Auch FDP-Vize Wolfgang Kubicki sieht den Ausgang der Abstimmung als symbolhaft für das europapolitische Scheitern der Bundeskanzlerin. Hätte sie in Großbritannien mit halb so viel Energie für den Verbleib in der ‪‎EU geworben, als sie für die Besänftigung Erdogans in Ankara gebraucht habe, "wäre zumindest die Chance größer gewesen, ‪Großbritannien in der EU zu halten", schätzte er ein. Kubicki monierte: "Sie hat mit ihrer außenpolitischen Irrfahrt den fatalen Eindruck erweckt, ‎Erdogan sei ein wichtigerer Partner für die Europäische Union als Cameron. Es ist vieles vorstellbar, aber eine EU ohne Großbritannien und mit der Türkei würde die Menschen in Europa überfordern."

Keine Bevorzugung der Briten

Mit der mehrheitlichen Entscheidung für den EU-Ausstieg hätten die Briten ein Zeichen gegen die von der Bundeskanzlerin beschworene Alternativlosigkeit gesetzt, stellte Lindner fest. "Sie haben die fraglos schlechtere Wahl getroffen, aber damit zugleich bestätigt, dass Europa eine neue Legitimation benötigt. Pathos und Appelle reichen nicht mehr", ist er überzeugt. Der FDP-Chef kritisierte etliche Entscheidungen der vergangenen Wochen wie die Abhängigkeit von der Türkei in der Flüchtlingskrise und die Aufweichung des Euro-Stabilitätspakts. "Damit wurde eine Stimmung befördert, die Populisten nutzen konnten, um das Projekt Europa zu bekämpfen", machte er klar.

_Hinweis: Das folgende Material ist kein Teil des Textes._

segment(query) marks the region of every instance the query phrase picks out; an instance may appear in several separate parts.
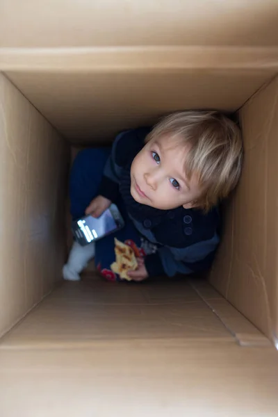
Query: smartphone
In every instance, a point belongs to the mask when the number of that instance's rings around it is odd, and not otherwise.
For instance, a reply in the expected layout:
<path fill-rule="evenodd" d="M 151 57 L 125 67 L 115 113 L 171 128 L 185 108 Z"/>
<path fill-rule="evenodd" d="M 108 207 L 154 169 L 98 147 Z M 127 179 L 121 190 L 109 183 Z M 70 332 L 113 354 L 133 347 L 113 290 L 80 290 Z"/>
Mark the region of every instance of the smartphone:
<path fill-rule="evenodd" d="M 124 219 L 117 206 L 111 204 L 98 218 L 89 215 L 74 220 L 72 230 L 77 242 L 81 246 L 85 246 L 120 230 L 124 226 Z"/>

Die demokratische Entscheidung der Briten sei zu respektieren, betonte Lindner. Die Verantwortung für die Folgen müssten sie jedoch übernehmen. "Eine Bevorzugung gegenüber anderen Nicht-Mitgliedern der EU darf es nicht geben, denn das würde innerhalb Europas die Fliehkräfte nur verstärken", unterstrich er. Diese Fliehkräfte fange nur ein, wer die Wünsche nach mehr Freiheit unter dem gemeinsamen Dach des Hauses Europa umsetze.